About 30 community members representing local schools, neighborhood groups and nature conservancies gathered at Awbury Arboretum on Tuesday for the Tookany/Tacony-Frankford Watershed Partnership’s second annual Community Networking Breakfast.
The TTFWP’s mission is to enhance the health and vitality of the Tookany/Tacony Creek and Frankford Creek watersheds, which together drain 30 square miles of northern Philadelphia and Montgomery County. (The creek is known as Tookany Creek in Montgomery County and Tacony Creek in Philadelphia.)
Much of Northwest Philadelphia is a part of the watershed, but the drainage in Mt. Airy and Germantown is invisible to the eye. The major waterway in the area – Wingohocking Creek – was paved over, enclosed and turned into part of the city’s stormwater drainage system in the 19th and early 20th centuries. Runoff west of Germantown Avenue eventually moves into the Schuylkill River. East of Germantown Avenue, it goes into the Wingohocking Creek and conducted to Juniata Park. There, it meets with the Tookany/Tacony Creek and forms Frankford Creek, which flows into the Delaware River.
Julie Slavet, executive director of TTFWP and Alix Howard, the group’s director of education and outreach, outlined what the organization has planned for this year and gave updates on existing projects.
Last year the organization, in partnership with the City’s Parks and Recreations department’s TreePhilly program, surveyed places in the Northwest to see where trees could be planted. As a result, the city will plant 500 trees this year.
The TTFWP is taking part in numerous cleanups for the watershed in 2013, including participating in citywide events such as Love Your Park and Philly Spring Cleanup later this year.
In the fall, the group will begin marking all the stormwater drains along the length of Washington Lane to note they are part of the area’s drainage and water system. Washington Lane stretches for nine miles from Wayne Avenue in Germantown to the Rydal train station in Abington Township.
The reason for the project? “People don’t make the connection – they don’t have any idea what happens to the stuff that goes into the drains,” said Slavet. She added that much of it ends up polluting the water that supplies the city’s drinking water.

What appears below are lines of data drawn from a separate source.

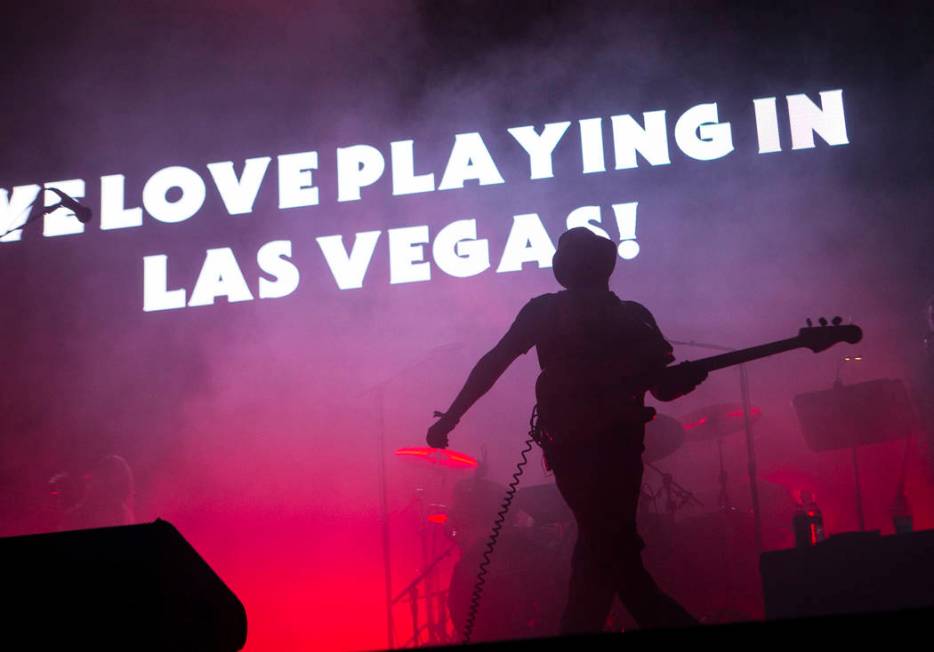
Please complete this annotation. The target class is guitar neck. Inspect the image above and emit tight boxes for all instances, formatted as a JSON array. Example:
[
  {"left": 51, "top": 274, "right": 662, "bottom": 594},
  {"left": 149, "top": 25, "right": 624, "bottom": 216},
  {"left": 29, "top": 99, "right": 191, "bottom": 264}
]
[{"left": 689, "top": 337, "right": 802, "bottom": 372}]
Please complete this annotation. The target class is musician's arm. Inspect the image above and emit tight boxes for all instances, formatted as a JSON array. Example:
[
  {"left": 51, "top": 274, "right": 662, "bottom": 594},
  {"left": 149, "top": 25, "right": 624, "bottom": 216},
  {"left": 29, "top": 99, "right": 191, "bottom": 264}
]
[{"left": 630, "top": 302, "right": 707, "bottom": 401}]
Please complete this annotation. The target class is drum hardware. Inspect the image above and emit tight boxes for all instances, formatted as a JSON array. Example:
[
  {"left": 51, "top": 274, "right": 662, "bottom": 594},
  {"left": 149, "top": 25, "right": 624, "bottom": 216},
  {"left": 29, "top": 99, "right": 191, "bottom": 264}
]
[{"left": 683, "top": 403, "right": 762, "bottom": 511}]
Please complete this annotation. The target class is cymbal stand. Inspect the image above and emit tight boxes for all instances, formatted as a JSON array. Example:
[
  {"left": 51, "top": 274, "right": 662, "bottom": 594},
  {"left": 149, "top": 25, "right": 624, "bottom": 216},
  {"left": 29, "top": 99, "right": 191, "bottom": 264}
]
[
  {"left": 645, "top": 462, "right": 704, "bottom": 516},
  {"left": 668, "top": 340, "right": 762, "bottom": 552}
]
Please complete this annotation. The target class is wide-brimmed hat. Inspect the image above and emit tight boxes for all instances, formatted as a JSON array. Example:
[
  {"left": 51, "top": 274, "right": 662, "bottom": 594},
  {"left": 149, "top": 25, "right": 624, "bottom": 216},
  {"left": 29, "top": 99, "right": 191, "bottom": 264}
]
[{"left": 551, "top": 226, "right": 616, "bottom": 288}]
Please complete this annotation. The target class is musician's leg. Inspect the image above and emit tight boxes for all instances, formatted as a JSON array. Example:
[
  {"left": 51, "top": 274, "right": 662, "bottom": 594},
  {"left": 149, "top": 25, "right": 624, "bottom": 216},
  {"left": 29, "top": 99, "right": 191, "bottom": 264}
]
[
  {"left": 617, "top": 550, "right": 697, "bottom": 628},
  {"left": 554, "top": 449, "right": 618, "bottom": 634},
  {"left": 561, "top": 532, "right": 615, "bottom": 634}
]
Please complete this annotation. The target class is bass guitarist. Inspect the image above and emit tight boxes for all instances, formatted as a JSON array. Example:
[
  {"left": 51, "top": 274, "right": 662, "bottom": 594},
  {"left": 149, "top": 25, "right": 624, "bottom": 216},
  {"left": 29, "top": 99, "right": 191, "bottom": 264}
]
[{"left": 427, "top": 228, "right": 707, "bottom": 634}]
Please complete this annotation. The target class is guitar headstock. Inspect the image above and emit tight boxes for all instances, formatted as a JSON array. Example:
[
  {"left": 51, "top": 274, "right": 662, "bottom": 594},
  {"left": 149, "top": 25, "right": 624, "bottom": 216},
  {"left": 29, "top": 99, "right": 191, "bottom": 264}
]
[{"left": 798, "top": 317, "right": 863, "bottom": 353}]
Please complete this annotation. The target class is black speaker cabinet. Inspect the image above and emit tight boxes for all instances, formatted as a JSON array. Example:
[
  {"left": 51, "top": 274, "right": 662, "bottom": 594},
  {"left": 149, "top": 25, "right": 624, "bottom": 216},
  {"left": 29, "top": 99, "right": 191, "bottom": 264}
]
[
  {"left": 759, "top": 530, "right": 934, "bottom": 619},
  {"left": 0, "top": 520, "right": 246, "bottom": 650}
]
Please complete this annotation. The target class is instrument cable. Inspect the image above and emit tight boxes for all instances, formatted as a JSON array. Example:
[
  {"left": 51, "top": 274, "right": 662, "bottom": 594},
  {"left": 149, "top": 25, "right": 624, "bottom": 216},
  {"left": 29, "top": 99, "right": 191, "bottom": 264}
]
[{"left": 463, "top": 406, "right": 541, "bottom": 645}]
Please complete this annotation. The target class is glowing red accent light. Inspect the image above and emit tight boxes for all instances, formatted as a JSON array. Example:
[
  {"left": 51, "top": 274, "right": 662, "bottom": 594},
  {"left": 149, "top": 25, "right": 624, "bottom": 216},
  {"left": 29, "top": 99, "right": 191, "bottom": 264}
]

The group is launching an effort titled Watershed Heroes to spread the word about watershed maintainence. The program will provide a structure for volunteers and help them inform others about the issues facing the watershed.
TTFWP has two full-time paid employees in addition to Americorps VISTA members and interns from local schools.
“What we hope to get out of this meeting is volunteers for projects,” said Slavet.
“We would have people coming to our events who really got interested and involved. You could see people who really light up,” said Slavet, noting that until now, the group had no way of connecting all of their programs with such volunteers.